Synthetic Datasets: Future of Data Collection

Ammar Adam
8 Oct 2021

Even though most companies are keen to adopt AI in their operations, one of the common barriers is actually the cost-intensive data labelling process. DL projects especially rely on a huge dataset to obtain good performance. So how can we overcome this?

Possible situations:

  1. You have a labelled dataset with a huge number of samples - Thank God
  2. You have a labelled dataset with a small number of samples - Good luck
  3. You have none labelled dataset - Goodbye

If you’re in the second or third situation, read along. This might interest you.

Synthetic Dataset using Unity

I found an interesting package by Unity Technologies called Perception. The tutorial is extremely good for beginners in Unity like me. Do refer the tutorial, so that I can keep this post short and sweet.

I gave this approach a try, and yes it does work in a real-world application. For our project, one of the models required is the ID card detector.

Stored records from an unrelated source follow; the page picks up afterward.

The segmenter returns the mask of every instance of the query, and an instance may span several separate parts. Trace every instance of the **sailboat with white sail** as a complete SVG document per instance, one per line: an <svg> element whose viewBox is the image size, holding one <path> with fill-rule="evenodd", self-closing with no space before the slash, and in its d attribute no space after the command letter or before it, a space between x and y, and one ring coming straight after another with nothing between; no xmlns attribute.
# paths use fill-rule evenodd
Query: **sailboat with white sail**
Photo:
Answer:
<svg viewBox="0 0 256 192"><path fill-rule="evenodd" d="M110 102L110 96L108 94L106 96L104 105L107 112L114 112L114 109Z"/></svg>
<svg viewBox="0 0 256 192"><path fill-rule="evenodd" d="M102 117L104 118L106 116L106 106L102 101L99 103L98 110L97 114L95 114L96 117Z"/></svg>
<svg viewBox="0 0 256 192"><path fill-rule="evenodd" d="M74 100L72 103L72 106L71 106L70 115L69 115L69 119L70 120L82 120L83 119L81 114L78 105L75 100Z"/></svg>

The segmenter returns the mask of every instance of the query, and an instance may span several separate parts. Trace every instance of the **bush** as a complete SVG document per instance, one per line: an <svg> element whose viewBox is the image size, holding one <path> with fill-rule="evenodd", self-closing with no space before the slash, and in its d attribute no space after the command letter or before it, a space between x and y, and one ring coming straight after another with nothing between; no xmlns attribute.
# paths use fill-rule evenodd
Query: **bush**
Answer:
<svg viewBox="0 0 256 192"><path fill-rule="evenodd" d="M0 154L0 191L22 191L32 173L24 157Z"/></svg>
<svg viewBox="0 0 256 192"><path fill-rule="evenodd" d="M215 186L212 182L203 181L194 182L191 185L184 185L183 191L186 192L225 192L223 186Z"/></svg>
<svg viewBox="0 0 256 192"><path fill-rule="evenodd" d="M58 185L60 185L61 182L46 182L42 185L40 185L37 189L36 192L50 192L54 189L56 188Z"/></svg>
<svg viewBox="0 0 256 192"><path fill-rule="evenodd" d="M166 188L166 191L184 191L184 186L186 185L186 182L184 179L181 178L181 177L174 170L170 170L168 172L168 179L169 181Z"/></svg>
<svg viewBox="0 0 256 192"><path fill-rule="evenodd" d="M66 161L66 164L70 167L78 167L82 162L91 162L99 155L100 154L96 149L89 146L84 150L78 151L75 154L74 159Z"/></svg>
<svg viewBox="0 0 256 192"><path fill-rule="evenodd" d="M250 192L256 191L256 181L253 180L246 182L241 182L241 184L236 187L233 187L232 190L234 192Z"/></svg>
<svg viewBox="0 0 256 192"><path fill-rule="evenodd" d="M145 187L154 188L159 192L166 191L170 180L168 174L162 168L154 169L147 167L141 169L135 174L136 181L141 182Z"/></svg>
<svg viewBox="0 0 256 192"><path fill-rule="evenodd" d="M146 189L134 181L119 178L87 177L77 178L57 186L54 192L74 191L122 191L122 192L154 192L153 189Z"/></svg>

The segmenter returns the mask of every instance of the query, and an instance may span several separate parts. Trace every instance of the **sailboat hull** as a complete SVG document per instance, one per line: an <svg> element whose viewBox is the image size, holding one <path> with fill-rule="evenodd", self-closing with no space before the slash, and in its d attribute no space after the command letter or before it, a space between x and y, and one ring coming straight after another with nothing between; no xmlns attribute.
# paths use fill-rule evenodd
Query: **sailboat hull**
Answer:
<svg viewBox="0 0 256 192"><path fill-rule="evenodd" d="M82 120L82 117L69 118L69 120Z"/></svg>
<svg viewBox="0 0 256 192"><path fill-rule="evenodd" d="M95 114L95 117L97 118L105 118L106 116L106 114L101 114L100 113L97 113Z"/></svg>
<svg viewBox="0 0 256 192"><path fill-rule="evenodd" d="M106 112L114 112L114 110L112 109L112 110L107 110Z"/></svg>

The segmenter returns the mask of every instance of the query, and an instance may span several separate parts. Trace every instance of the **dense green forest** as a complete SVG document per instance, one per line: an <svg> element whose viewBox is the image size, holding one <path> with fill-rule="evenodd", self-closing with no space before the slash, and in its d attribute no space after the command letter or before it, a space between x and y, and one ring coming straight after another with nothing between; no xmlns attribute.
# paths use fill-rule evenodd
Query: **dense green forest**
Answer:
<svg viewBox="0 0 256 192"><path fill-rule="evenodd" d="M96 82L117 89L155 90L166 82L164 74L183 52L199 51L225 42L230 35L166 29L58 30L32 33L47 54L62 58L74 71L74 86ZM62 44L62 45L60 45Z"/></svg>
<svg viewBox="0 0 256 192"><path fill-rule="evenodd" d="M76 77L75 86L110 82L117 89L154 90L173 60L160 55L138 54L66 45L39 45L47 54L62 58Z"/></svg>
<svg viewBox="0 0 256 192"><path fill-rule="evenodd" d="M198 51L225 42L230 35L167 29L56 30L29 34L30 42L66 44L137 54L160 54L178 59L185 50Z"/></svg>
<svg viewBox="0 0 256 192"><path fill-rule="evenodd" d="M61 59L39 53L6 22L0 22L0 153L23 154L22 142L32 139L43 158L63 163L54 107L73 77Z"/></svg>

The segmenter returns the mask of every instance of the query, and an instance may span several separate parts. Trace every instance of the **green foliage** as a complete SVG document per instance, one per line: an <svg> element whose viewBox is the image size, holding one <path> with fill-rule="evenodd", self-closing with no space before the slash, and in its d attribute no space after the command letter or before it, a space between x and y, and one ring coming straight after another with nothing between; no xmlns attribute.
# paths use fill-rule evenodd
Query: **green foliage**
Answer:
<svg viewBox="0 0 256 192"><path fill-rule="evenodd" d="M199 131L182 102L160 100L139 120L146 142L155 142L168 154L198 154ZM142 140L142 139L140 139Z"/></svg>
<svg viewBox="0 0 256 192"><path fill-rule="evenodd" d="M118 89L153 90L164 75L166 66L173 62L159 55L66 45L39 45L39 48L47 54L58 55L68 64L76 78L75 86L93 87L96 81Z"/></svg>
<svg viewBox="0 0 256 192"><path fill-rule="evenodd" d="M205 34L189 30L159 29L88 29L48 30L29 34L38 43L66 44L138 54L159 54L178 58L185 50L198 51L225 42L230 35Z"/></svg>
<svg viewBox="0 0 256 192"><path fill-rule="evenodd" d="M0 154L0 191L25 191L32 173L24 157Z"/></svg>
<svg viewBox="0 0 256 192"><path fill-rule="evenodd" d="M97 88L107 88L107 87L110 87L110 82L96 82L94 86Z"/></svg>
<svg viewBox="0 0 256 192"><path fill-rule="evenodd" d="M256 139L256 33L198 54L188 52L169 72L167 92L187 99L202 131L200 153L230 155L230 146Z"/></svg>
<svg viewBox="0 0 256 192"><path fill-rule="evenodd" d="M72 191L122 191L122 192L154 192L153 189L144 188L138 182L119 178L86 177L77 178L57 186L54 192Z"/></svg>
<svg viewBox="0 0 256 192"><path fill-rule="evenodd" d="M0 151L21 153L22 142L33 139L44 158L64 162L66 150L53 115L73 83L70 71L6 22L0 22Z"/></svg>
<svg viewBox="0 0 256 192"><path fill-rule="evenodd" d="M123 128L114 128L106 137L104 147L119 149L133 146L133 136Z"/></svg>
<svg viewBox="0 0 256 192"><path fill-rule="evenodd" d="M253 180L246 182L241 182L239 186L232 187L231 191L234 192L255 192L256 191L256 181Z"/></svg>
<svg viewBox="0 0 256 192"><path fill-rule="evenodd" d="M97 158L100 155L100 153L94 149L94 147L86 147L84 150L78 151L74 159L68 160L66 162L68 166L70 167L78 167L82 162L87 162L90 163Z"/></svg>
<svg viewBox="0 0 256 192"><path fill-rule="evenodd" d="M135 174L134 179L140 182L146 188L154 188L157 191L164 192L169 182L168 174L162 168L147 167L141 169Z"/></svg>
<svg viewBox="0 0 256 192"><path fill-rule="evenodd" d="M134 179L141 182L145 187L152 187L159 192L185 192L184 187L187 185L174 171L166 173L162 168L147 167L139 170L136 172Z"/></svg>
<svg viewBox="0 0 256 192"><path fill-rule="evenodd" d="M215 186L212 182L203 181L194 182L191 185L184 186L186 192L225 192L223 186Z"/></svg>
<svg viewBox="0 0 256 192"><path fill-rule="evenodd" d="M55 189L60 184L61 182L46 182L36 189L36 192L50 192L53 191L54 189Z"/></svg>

Here’s a summary of the experiment:

  • Design ID card object in Blender
  • Scan my own ID card (front and back) and import to the object as the material
  • Import ID card object + material into Unity
  • Follow the Perceptron tutorial step-by-step, replacing foreground objects with the ID card
  • The outputs will be JSON file of labels and snapshots of scenes with the ID card randomly positioned and oriented on a randomly textured and coloured background (shown in Figure 1)
  • Train using YOLOv3 for object detection, U-Net for image segmentation and Resnet50 for Landmark Detection
  • Test model on realtime webcam input

Figure 1: Sample synthetic image generated using Perceptron in Unity


  • Definitely useful
  • Easy to generate
  • Applicable in most (if not all) application

I have read on how synthetic dataset is being used for training models such as using ship simulations in the development of the Autonomous Ship obstacle avoidance system.

I have also seen hobbyist train reinforcement learning for car navigation through grabbing screenshots in games as the dataset.

Personally, I think this might be a route worth exploring and expanding.